On Monday nights, we would “Make Room for Daddy” as Danny Thomas came into our homes as TV Dad Danny Williams, father of Rusty and Kathy.  In real life, Danny Thomas was the father of “That Girl”, and a champion for afflicted children around the world as the founder of St. Jude Children’s Research Hospital in Memphis. 

There was Ozzie Nelson, father of Dave and Ricky. 

There was Ricky Ricardo, husband of Lucy (who often had some ‘splaining’ to do), and father of Little Ricky.  The episode featuring Little Ricky’s birth was watched by 44 million viewers.

There were single TV dads, widowers like Sheriff Andy Taylor of Mayberry, North Carolina who raised Opie with the help of Aunt Bea. 

There was Steve Douglas (Fred MacMurray) raising his three sons, with the help of Uncle Charlie, who bore a striking resemblance to Ricky and Lucy Ricardo’s neighbor, Fred Mertz. 

But by the 1970s, these good guy TV dads were fading from our TV screens.  Sheriff Andy Taylor left Opie, Aunt Bea and Barney, when to law school, and changed his name to Matlock. 
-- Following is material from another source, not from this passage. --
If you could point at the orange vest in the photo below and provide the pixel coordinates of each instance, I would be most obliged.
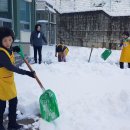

The father who knew best, Jim Andersen, left the wife and kids in Springfield, when to medical school, and became Dr. Marcus Welby. 

The new TV dads did not know best.  They were bumbling fools like Al Bundy in “Married With Children,” Homer Simpson, and “All in the Family’s” Archie Bunker who loved his daughter Gloria but was a racist bigot.

There were a few holdover model dads on TV during the Reagan Administration, most notably  Dr. Cliff Huxtable, but unfortunately, Bill Cosby’s off camera life ultimately detracted from the image of the wise, caring Doctor Dad. 

TV’s Murphy Brown seemed to marginalize fathers when she did not make room for daddy, becoming a single mom.  The only person who apparently got upset about this was Vice President Dan Quayle.  Unfortunately, the rest of America’s TV viewers did not miss Murphy Brown’s baby daddy, as TV dads had all but disappeared from our screens. 

But in 1987, another single father came into our homes.  Actually, he invited us into his house, a full one.  His name was Danny.  Not Danny Thomas, but Danny Tanner.  A widower like so many of the great TV dads of the 50s and 60s, Danny Tanner raised his three daughters, DJ, Stephanie, and Michelle, with the help of his crazy brother-in-law, Jesse and his best friend, Joey.  It was as if my three sons had grown, and were raising three daughters.  For those of us who grew up watching the great TV dads of the 50s and 60s, watching “Full House” was deja daddy vu all over again. 

I began watching Full House in my own house in the 1990s with my daughter Margaret.  It was a sweet sappy TV series, and we loved it.  To this day we still watch “Full House” reruns, and even though we’ve seen them all, we love them.

Bob Saget, the warm wonderful comedian who played Danny Tanner died suddenly this past weekend at the age of 65.  When we heard the news, my now grown daughter and I texted each other about how sad we were to read the news, but we also shared our happy memories of TV dad Bob Saget. 

He was the last great TV dad.  He was loved by millions, and we will miss him.  But sometime tonight I’m going to look for him.  I will search my TV for a rerun, and I look forward to joining him, Jesse and Joey, and their girls in their wonderful full house!